The GPU menu is broad and current: NVIDIA B200, H200, H100, A100 40/80GB, L40S, A10, L4, and T4 are all available on demand, with multi-GPU configurations for larger models. CPU-only functions are first-class too, which matters for data-prep steps that do not need a GPU. Concurrency, timeouts, keep-warm pools, volumes, secrets, and scheduled cron jobs are all controlled from the same Python decorators, so teams ship end-to-end pipelines without learning a separate orchestration language.

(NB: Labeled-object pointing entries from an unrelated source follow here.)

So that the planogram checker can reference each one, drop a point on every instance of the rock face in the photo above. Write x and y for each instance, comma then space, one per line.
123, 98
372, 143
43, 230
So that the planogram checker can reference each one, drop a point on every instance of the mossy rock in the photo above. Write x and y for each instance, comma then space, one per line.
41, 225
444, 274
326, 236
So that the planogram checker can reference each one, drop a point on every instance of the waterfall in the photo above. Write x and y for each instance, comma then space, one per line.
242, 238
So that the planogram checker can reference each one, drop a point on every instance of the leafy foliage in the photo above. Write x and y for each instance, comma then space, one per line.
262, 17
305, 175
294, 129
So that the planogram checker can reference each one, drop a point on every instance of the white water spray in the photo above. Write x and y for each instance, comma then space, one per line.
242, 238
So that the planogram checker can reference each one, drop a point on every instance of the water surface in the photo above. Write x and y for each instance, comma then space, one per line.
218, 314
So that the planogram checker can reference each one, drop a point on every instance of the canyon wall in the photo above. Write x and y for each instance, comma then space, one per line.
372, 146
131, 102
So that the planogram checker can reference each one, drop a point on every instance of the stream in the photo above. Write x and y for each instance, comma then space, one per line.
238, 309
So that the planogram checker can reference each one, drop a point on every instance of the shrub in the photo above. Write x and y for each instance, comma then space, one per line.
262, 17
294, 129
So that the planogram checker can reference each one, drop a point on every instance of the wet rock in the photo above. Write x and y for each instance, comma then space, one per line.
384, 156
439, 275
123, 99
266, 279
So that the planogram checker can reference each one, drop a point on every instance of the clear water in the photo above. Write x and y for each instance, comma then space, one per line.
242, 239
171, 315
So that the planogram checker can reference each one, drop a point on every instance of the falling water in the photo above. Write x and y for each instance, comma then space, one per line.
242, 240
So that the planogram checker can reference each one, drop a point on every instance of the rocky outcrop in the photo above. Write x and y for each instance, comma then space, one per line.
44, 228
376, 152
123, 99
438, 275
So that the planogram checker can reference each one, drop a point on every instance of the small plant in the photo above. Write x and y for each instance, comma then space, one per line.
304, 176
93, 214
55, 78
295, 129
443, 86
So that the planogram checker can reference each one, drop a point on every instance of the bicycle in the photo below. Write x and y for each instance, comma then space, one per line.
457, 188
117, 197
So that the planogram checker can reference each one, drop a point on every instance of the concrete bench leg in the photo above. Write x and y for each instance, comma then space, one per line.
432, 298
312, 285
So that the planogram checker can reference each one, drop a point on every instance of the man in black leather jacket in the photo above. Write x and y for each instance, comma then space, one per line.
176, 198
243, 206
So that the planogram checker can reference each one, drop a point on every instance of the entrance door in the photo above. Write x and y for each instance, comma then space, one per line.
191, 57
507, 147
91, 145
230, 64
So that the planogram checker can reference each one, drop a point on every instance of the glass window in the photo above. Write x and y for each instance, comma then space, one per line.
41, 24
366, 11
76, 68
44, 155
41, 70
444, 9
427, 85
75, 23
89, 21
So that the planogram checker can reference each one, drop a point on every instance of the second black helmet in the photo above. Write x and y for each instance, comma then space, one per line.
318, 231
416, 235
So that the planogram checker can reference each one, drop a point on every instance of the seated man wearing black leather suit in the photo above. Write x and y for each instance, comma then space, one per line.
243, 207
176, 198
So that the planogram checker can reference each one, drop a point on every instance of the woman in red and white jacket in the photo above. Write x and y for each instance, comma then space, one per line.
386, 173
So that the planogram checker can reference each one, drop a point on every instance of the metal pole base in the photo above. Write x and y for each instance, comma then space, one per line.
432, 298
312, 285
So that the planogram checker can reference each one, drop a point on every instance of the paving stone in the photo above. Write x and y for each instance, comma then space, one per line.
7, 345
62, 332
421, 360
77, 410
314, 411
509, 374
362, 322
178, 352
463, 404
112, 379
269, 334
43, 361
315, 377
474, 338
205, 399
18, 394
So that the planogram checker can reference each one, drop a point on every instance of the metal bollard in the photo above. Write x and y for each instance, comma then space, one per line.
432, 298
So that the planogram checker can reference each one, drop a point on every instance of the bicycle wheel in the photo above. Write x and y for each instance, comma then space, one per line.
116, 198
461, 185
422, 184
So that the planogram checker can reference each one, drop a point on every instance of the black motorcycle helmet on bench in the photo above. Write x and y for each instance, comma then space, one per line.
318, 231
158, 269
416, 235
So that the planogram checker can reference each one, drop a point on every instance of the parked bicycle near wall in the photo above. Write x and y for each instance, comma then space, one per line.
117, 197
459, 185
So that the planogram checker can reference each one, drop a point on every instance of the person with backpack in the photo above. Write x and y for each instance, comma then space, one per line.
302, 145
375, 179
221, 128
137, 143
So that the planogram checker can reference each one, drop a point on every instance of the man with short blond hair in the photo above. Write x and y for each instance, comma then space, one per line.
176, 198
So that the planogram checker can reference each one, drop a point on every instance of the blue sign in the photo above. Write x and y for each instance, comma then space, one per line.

Pricing and the Multiplier Question
Modal's pricing is per-second with no minimum commitment and a $30/month free-compute allowance on every account. Base GPU rates are competitive — H100 at roughly $3.95/hour, A100 80GB around $2.10/hour — and CPU compute is priced aggressively. The platform charges only while a function is executing, not while containers are idle or cold-starting, which for bursty workloads lands cheaper than always-on GPU reservations.
The complication is the regional multiplier system. Non-preemptible US workloads run at a 3.75x multiplier on top of base rates, meaning the advertised H100 price is not what most production deployments actually pay. Preemptible and EU regions are cheaper, and the multipliers are documented, but teams used to RunPod's flat pricing sometimes get surprised by the first invoice. For cost-sensitive batch training or long-running jobs, benchmarking Modal against RunPod, Paperspace, and Lambda Labs on your real workload is worth the afternoon.
Developer Experience and Integrations
The developer experience is Modal's strongest asset and the reason it dominates AI infra in indie and startup circles. modal run executes a function locally-then-remote, modal deploy ships it as a persistent endpoint, modal shell drops into a live container for debugging, and the web dashboard shows logs, GPU usage, and billing in one place. Images, mounts, volumes, and NFS-style shared storage all compose cleanly in Python.